Infinity Plan: $200/month
Unlimited AI tasks. Built for power users and teams who run AI workflows all day.
Users can buy more task credits if they exceed their limits — giving Nimo flexible, usage-based revenue that scales with customer value.
But here’s the long-term play:
Start with individual knowledge workers at $29/month. Then add enterprise features — team management, access control, compliance tools, custom integrations. Upsell organizations on enterprise contracts.
Same playbook Notion, Figma, and Miro used to build billion-dollar companies.
The wedge is individuals. The expansion is teams. The end game is enterprise.
Their traction: #1 on Product Hunt, 5,000 signups in 3 weeks, and real users building real workflows.
Nimo Infinity launched their beta on Product Hunt in November 2024.

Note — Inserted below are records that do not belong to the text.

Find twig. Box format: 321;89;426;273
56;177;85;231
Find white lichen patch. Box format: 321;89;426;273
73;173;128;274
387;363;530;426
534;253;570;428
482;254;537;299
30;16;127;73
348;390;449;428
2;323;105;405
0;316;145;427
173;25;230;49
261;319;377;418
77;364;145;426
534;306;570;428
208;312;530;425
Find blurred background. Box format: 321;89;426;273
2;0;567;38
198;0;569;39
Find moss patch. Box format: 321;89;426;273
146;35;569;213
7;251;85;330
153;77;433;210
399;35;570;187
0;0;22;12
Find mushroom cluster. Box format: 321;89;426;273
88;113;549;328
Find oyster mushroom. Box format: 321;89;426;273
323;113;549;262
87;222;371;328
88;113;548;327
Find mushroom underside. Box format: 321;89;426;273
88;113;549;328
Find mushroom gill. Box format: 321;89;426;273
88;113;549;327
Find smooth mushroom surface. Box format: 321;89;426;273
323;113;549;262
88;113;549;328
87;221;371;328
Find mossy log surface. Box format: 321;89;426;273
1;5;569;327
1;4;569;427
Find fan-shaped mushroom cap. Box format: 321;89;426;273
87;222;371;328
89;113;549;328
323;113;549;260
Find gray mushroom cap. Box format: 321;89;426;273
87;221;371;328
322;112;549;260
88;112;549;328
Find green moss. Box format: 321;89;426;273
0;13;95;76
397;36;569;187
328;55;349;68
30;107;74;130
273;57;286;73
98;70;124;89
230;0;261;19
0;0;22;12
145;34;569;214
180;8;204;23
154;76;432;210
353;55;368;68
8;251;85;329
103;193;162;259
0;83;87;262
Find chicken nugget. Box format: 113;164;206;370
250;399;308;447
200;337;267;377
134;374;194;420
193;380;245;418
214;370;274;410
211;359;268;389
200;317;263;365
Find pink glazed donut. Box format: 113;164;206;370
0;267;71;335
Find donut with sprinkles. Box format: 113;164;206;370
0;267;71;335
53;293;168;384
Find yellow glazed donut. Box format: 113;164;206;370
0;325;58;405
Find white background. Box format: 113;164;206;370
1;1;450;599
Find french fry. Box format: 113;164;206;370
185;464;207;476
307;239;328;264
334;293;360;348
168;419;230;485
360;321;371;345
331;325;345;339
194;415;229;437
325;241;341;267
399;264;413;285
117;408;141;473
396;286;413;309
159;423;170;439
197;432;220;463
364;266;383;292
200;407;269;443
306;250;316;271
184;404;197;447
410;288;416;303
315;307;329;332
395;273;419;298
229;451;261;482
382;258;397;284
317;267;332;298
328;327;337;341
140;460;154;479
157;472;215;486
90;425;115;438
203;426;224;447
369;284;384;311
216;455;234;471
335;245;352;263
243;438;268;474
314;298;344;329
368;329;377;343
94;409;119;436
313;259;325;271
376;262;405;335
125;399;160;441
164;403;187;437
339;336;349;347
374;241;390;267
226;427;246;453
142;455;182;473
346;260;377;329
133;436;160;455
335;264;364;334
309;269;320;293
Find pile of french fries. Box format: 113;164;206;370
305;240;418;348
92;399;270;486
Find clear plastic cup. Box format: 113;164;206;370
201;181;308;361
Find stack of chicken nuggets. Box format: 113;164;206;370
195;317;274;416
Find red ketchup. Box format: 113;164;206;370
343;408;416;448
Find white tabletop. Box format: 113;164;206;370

Within 24 hours: #1 Product of the Day.
By the end of the week: #4 Product of the Week.
But more importantly:
5,000+ people joined the waitlist in the first three weeks.
1,000+ users joined their Discord to give feedback, report bugs, and request features.
And the feedback has been overwhelmingly clear:
What people love:
Finally having all their AI apps in one place with shared context
Creating reusable “dynamic apps” for recurring tasks (financial dashboards, meeting prep, research workflows)
Real-time collaboration without juggling subscriptions
What they’re actively improving:
User experience and onboarding (they just hired a senior UX designer from Australia)
AI accuracy and guardrails (being refined based on beta feedback)
More integrations and automation options
The product is in beta. But the demand is undeniable.